We observed that the newly engineered strain efficiently degraded pPET at 37°C, reaching 97 ± 1 μM degradation products by 192 h, with concentrations still increasing at the final time point (Figure 4A). The primary degradation products were T, followed by TE (Figure 4A). HPLC chromatograms recorded at 242 nm and at various time points (Figure S5) revealed progressive accumulation of the expected products, whereas additional peaks, particularly at longer retention times, suggested the formation of other PET-derived oligomers. Because these compounds were not fully identified and therefore not quantified, the reported value of 97 ± 1 μM likely underestimates the total extent of PET degradation. These results provide evidence that the engineered E. coli strain is capable of biodegrading PET powder without the need to introduce any external PETase genes but solely through the recoding of one of its native proteins to function as a PETase.

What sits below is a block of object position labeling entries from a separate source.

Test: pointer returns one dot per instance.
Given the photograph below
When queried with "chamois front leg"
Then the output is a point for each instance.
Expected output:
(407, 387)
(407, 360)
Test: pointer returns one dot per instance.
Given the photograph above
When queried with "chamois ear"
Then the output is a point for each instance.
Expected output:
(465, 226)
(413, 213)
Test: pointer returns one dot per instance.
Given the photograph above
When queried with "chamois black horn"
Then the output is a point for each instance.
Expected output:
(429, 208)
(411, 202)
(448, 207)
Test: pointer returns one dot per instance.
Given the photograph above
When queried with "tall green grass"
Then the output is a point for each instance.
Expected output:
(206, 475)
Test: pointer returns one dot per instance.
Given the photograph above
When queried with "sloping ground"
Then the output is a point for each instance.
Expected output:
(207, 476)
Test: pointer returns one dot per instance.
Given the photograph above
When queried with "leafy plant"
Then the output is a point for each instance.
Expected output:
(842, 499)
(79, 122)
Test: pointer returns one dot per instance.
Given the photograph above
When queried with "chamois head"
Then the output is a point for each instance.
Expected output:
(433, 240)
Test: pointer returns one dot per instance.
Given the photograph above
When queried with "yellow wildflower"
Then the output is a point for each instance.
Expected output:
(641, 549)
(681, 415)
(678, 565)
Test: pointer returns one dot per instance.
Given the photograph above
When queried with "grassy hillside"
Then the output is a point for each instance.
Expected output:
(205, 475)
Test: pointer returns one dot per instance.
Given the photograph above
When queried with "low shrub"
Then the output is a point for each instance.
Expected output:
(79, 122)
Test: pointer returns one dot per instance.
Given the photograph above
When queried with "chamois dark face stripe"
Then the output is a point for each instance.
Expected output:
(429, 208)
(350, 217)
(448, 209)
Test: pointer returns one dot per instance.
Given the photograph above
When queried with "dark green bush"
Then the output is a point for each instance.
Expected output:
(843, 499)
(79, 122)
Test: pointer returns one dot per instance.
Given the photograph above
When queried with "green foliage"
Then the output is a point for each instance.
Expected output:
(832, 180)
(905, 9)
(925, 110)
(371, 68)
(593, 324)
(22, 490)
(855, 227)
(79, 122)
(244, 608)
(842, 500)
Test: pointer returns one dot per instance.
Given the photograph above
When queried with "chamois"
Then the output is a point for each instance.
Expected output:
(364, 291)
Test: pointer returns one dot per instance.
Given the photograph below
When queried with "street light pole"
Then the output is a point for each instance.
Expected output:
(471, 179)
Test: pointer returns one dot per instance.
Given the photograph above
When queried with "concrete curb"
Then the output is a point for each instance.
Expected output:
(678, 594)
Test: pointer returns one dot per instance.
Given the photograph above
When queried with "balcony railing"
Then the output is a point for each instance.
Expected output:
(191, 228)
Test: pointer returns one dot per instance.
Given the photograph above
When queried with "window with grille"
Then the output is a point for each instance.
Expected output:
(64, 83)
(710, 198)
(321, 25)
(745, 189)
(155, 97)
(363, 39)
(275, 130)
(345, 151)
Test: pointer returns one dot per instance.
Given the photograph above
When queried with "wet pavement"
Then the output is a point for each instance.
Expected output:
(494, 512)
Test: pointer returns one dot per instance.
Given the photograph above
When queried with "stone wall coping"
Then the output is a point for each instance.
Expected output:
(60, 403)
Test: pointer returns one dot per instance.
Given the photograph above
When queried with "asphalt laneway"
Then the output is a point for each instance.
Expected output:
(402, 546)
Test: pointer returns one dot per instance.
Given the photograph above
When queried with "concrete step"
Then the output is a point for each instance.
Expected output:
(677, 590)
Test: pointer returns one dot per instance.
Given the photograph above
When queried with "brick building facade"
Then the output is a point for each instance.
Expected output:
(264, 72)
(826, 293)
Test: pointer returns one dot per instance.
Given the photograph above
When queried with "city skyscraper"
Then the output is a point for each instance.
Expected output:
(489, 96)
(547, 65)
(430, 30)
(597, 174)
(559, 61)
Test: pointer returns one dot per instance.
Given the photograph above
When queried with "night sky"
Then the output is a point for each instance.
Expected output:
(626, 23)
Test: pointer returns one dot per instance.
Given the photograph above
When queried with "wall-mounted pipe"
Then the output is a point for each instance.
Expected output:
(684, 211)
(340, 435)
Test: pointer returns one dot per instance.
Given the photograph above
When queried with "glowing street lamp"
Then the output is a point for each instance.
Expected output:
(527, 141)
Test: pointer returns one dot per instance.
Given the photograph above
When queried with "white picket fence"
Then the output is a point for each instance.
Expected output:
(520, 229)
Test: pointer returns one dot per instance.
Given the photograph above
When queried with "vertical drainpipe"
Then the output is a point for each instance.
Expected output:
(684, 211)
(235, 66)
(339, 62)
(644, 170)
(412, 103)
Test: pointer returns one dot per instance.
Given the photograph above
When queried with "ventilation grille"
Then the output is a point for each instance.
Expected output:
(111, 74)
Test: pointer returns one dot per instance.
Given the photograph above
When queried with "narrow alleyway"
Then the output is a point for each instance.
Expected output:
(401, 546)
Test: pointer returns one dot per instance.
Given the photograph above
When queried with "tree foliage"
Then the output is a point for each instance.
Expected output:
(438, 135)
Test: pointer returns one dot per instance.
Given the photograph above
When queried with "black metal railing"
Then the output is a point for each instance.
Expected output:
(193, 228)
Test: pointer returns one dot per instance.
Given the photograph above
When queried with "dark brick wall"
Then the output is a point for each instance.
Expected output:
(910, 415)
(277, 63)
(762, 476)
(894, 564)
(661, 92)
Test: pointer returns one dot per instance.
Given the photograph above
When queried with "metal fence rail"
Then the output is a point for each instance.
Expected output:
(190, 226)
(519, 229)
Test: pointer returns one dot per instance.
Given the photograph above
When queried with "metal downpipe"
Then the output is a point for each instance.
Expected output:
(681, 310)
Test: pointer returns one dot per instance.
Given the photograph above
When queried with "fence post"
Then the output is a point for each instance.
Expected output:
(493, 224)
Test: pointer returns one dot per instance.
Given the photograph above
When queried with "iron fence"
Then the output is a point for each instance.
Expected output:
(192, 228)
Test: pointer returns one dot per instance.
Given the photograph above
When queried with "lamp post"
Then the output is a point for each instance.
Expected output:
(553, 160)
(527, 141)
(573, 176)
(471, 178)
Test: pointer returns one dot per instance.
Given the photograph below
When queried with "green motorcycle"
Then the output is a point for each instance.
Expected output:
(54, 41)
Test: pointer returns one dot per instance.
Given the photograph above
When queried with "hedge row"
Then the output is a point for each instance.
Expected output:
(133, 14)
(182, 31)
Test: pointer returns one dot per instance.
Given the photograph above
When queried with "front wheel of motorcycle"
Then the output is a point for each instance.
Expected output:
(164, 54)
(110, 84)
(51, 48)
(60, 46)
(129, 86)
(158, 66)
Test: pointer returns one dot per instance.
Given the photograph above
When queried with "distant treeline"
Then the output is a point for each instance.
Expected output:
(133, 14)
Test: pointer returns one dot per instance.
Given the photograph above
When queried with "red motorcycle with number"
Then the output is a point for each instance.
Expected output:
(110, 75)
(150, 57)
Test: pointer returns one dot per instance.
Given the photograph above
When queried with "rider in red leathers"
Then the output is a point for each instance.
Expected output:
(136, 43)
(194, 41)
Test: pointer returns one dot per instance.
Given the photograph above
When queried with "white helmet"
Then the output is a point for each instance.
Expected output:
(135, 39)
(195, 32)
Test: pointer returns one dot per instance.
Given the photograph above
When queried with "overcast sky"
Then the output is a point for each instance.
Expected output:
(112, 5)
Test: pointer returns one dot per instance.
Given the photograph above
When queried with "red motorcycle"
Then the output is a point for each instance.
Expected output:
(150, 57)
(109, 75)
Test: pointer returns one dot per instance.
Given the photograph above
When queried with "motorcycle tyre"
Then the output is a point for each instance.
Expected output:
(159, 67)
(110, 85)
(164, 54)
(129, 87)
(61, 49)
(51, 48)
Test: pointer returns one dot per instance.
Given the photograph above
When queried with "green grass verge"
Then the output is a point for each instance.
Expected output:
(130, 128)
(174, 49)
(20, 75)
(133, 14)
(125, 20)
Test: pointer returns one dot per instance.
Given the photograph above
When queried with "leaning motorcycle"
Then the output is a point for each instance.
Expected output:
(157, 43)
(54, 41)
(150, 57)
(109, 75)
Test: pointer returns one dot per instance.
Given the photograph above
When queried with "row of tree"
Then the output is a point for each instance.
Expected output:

The engineered strain’s ability to metabolize EG was not validated through direct concentration measurements but rather inferred from the introduction of heterologous EG-metabolizing genes known to sustain cell growth, following approaches commonly reported in the field (Table S1). Indeed, because strain S3 also carries heterologous genes enabling the metabolism of PET degradation products, particularly EG, we were able to assess whether the engineered E. coli can use PET powder as a carbon source. To test this hypothesis, we monitored cell growth by measuring the absorbance at 600 nm. The final optical density at 600 nm after 192 h was approximately 1.30 ± 0.01, and a maximum growth rate of approximately 0.18 ± 0.07 h^−1^, corresponding to a doubling time of approximately 3.84 ± 1.40 h, was observed (Figure 4A). Notably, these values might be slightly overestimated, as the increase in optical density was likely influenced by the accumulation of partially insoluble PET degradation products that increased turbidity during cultivation. In contrast, strain S1 did not exhibit detectable degradation activity toward pPET particles at any time point or appreciable growth or turbidity, which is consistent with the absence of detectable hydrolysis products. Notably, a small amount of glycerol (0.1 mg mL^−1^) was added during cultivation in all the tests, as glycerol has been reported to promote EG utilization.43 However, at this concentration, no appreciable growth was observed in the absence of EG under the tested conditions, as seen for strain S3 in Figure 4A.25 It is to highlight also, that although T accumulated in the culture medium (Figure 4A), strain S3 remained metabolically active and capable of hydrolyzing PET powder and sustaining growth, suggesting that this accumulation did not have a detrimental effect on cell viability or growth.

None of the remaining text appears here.